This notebook is designed to demonstrate an end-to-end pipeline for processing and querying files stored in a Google Drive folder. We'll begin by accessing the folder and reading the files, which we'll then process and convert into embeddings using OpenAI. These embeddings will be stored in a ChromaDB vector database, which we'll then use to query the data using Langchain.

## Table of Contents

1. [Introduction and Setting Up](#section1)
    - Introduction to the Notebook
    - Installing Necessary Libraries
    - Importing Libraries and Dependencies
2. [Accessing Google Drive](#section2)
    - Connecting to Google Drive
    - Reading Files from a Google Drive Folder
3. [Processing and Embedding with OpenAI](#section3)
    - Introduction to OpenAI's API
    - Processing and Embedding Files
4. [Storing Embeddings in ChromaDB](#section4)
    - Introduction to ChromaDB
    - Storing Vector Embeddings
5. [Querying with Langchain](#section5)
    - Introduction to Langchain
    - Setting Up Langchain for Querying
    - Formulating and Executing Queries
6. [Conclusion and Possible Extensions](#section6)
    - Summary of Achievements
    - Potential Future Work
7. [References and Additional Resources](#section7)

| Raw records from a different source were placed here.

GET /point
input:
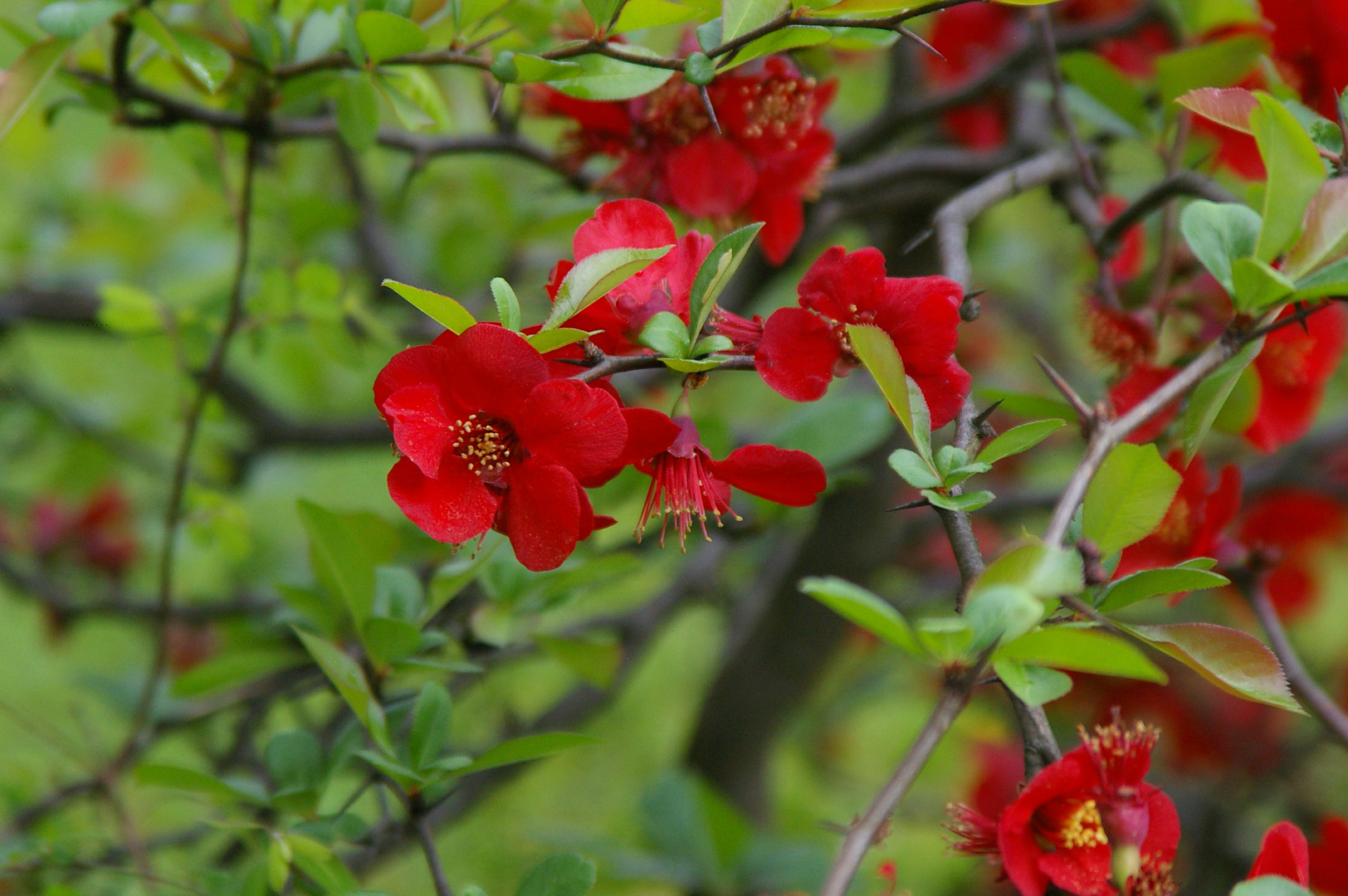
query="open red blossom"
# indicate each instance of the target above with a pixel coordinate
(686, 481)
(1283, 852)
(803, 348)
(662, 286)
(1294, 526)
(1090, 820)
(770, 155)
(1330, 859)
(1194, 524)
(1293, 369)
(490, 441)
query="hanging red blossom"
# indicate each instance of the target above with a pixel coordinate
(1086, 821)
(803, 348)
(1194, 524)
(488, 441)
(1296, 526)
(662, 286)
(1293, 369)
(686, 483)
(1283, 853)
(770, 155)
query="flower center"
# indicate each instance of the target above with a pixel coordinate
(488, 445)
(1071, 824)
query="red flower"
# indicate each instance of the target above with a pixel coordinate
(1140, 382)
(1296, 524)
(1090, 818)
(490, 441)
(662, 286)
(686, 483)
(803, 348)
(767, 159)
(1283, 853)
(1194, 524)
(1330, 859)
(1293, 369)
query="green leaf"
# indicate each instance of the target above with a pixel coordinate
(530, 69)
(790, 38)
(652, 14)
(386, 36)
(432, 718)
(341, 561)
(553, 340)
(1034, 684)
(1215, 64)
(351, 684)
(1002, 612)
(1140, 587)
(742, 17)
(358, 110)
(194, 782)
(565, 874)
(1258, 285)
(523, 749)
(438, 308)
(71, 19)
(1219, 233)
(862, 608)
(1211, 395)
(129, 310)
(1108, 85)
(715, 272)
(507, 304)
(1294, 174)
(965, 503)
(605, 79)
(593, 276)
(1129, 498)
(26, 77)
(1326, 233)
(1235, 662)
(913, 469)
(1082, 650)
(1018, 438)
(667, 334)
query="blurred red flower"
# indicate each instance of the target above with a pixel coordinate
(1194, 524)
(490, 441)
(803, 348)
(770, 155)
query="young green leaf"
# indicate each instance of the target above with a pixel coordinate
(1018, 438)
(507, 304)
(593, 276)
(715, 272)
(1082, 650)
(860, 606)
(1233, 660)
(438, 308)
(1219, 233)
(1140, 587)
(1129, 498)
(1211, 397)
(1294, 174)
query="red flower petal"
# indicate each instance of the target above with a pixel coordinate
(572, 425)
(797, 354)
(710, 177)
(793, 479)
(541, 514)
(1283, 852)
(494, 369)
(455, 507)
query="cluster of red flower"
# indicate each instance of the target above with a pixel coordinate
(495, 436)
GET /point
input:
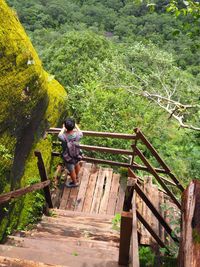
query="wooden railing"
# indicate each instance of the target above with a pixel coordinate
(130, 213)
(44, 184)
(134, 152)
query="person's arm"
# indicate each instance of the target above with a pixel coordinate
(79, 133)
(62, 134)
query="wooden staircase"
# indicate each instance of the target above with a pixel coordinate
(75, 235)
(67, 238)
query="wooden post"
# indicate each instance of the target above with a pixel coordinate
(43, 177)
(189, 252)
(129, 194)
(125, 237)
(134, 244)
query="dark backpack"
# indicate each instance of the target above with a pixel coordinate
(71, 153)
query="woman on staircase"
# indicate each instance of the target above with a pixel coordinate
(70, 136)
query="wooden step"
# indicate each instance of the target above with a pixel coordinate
(55, 256)
(55, 229)
(15, 262)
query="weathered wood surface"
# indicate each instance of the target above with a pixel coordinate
(99, 192)
(134, 238)
(43, 176)
(15, 262)
(125, 237)
(22, 191)
(189, 253)
(98, 134)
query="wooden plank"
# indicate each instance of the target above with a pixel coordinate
(146, 213)
(98, 191)
(127, 206)
(73, 192)
(125, 237)
(154, 220)
(83, 186)
(90, 189)
(161, 202)
(189, 253)
(120, 200)
(43, 176)
(106, 191)
(22, 191)
(150, 229)
(97, 134)
(134, 239)
(106, 150)
(154, 173)
(155, 212)
(109, 162)
(112, 201)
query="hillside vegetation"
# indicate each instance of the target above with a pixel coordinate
(122, 67)
(31, 100)
(115, 58)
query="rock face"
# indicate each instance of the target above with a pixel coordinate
(30, 101)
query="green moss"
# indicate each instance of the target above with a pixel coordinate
(7, 146)
(22, 79)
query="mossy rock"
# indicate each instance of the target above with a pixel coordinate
(31, 101)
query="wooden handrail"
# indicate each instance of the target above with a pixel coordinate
(144, 140)
(152, 207)
(155, 174)
(22, 191)
(150, 230)
(107, 150)
(98, 134)
(43, 176)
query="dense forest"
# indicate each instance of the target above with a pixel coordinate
(123, 66)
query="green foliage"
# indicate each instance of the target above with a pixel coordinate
(116, 222)
(174, 217)
(76, 56)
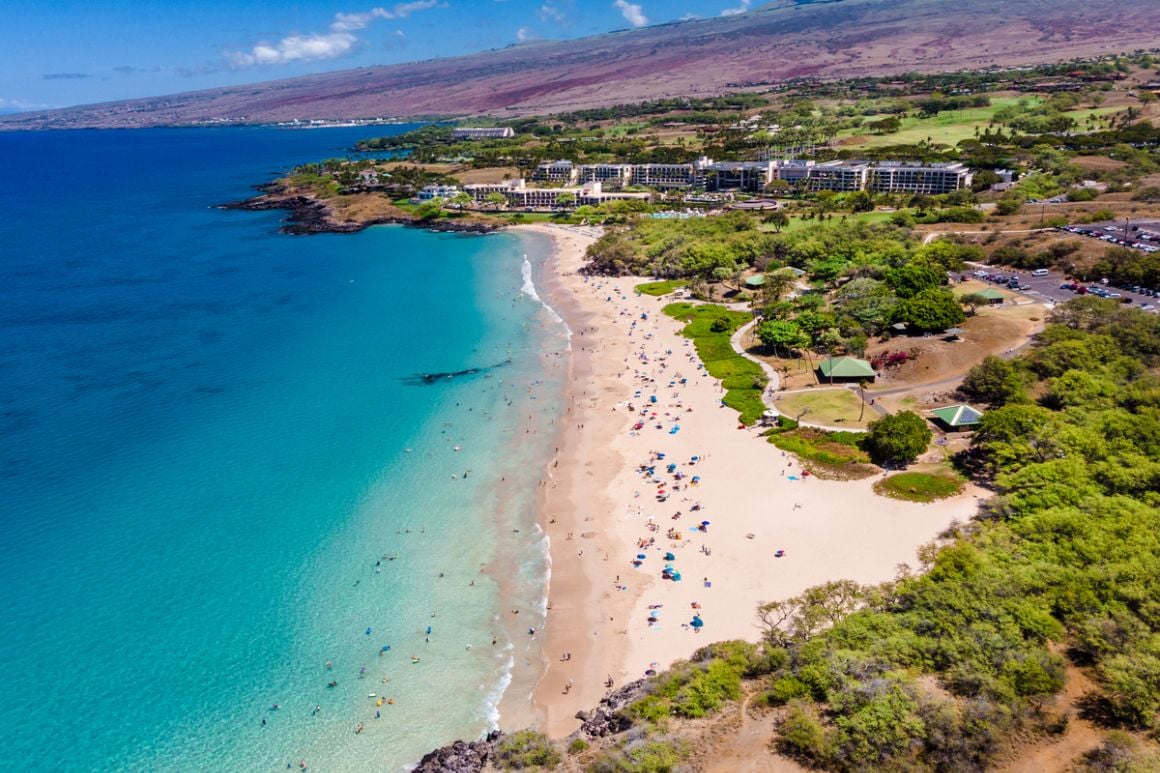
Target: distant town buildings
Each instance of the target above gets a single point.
(913, 178)
(593, 183)
(491, 132)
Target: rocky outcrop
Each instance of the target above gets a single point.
(607, 719)
(309, 215)
(461, 757)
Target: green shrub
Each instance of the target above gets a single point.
(919, 486)
(660, 288)
(802, 735)
(528, 749)
(785, 690)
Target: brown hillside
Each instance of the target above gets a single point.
(701, 57)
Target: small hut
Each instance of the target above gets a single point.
(956, 418)
(992, 295)
(846, 369)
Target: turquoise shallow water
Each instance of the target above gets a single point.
(208, 441)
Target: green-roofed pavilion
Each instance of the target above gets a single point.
(957, 417)
(832, 368)
(992, 295)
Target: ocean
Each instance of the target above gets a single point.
(230, 508)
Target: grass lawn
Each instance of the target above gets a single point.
(797, 223)
(661, 288)
(952, 127)
(744, 380)
(920, 486)
(832, 455)
(834, 407)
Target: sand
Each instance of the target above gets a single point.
(618, 620)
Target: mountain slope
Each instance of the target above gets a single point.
(781, 41)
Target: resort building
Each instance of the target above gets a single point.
(842, 177)
(492, 132)
(906, 177)
(794, 172)
(751, 177)
(609, 175)
(520, 196)
(662, 177)
(956, 418)
(846, 369)
(437, 192)
(562, 171)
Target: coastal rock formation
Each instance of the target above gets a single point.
(309, 215)
(607, 720)
(461, 757)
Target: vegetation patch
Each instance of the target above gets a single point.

# Introduction and Setting Up

## Introduction to the Notebook
Welcome to our notebook! This project aims to process and query files stored in a Google Drive folder using OpenAI, ChromaDB, and Langchain.

## Installing Necessary Libraries
In this section, we'll guide you through the installation process for all the necessary libraries that we'll use throughout this notebook. This includes libraries for interacting with Google Drive and OpenAI, and for storing and querying data with ChromaDB and Langchain.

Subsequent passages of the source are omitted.